Weerwolverij in het oude Maastricht

Het geloof in het bestaan van mythische wezens als weerwolven, heksen, spoken e.d. schijnt in het verleden niet alleen onder ‘het gewone volk’ te hebben geleefd, ook rechtsgeleerden waren destijds kennelijk overtuigd van hun bestaan. Dit blijkt uit het volgende verhaal, gebaseerd op in 1605 en 1607 te Maastricht tegen weerwolven uitgesproken vonnissen. Lees en huiver!

In 1605 stond een zekere Henry Gardinn in Maastricht terecht wegens weerwolverij. Hij beweerde door een van zijn vrienden, Jan Le Loup (what’s in a name…),tot weervolverij te zijn overgehaald. Dat was gebeurd door hem een kattenvel over zijn oren te trekken, waardoor hij in een weerwolf was veranderd. Een paar dagen laten zouden ze samen in de buurt van Jalhay in de Ardennen een kind hebben ontvoerd en dat later hebben opgegeten. Bij het ontbreken van psychiaters en advocaten in die tijd werd onze weerwolf Henry Gardinn opgepakt en prompt tot de brandstapel veroordeeld.

Zijn vriend Le Loup was intussen gevlucht en hield zich enige tijd schuil. Enkele dagen later echter, bij een bezoek aan Maaastricht werd hij alsnog achter slot en grendel gezet. Tijdens zijn verhoor ontkende hij alle aantijgingen en zei te zijn overgehaald door Gardinn. Na op de pijnbank te zijn gelegd bleef hij volhouden onschuldig te zijn. Pas na een nieuw bezoek aan de folterkamer gaf hij uiteindelijk, uitgeput en hangend aan een paal, te kennen een volledige bekentenis te willen afleggen.


Op de afbeelding een voorstelling van (een deel van) het interieur van een folterkamer, zoals Le Loup en zijn van misdaden verdachte tijdgenoten die van dichtbij mochten ondervinden.

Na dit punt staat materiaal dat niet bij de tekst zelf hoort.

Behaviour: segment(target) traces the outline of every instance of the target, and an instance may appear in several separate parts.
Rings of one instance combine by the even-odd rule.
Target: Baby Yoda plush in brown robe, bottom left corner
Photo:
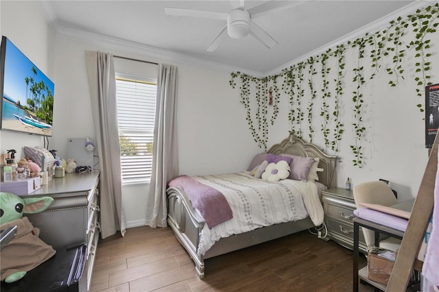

Le Loup beweerde dat de duivel hem tot zijn misdaden had gedwongen. Pogingen via de biecht hiervan af te komen waren op niets uitgelopen. Tijdens zijn verklaring gaf hij aan zich samen met zijn partner Gardinn kostelijk te hebben geamuseerd tijdens het plegen van hun misdaden. Ze zouden zelfs met elkaar gedanst hebben, nadat ze van kleren gewisseld hadden. Maar het menu van mensenvlees was hem en zijn vriend toch niet goed bekomen. Hij was enkele uren, Gardinn zelfs enkele dagen, goed ziek geweest na dit ‘feestmaal’…
De bekentenis leverde hem het op 5 november 1607 te Maastricht uitgesproken vonnis tot wurging met een stok op, waarna hij verbrand zou worden. Tja, zekerheid voor alles in die tijd!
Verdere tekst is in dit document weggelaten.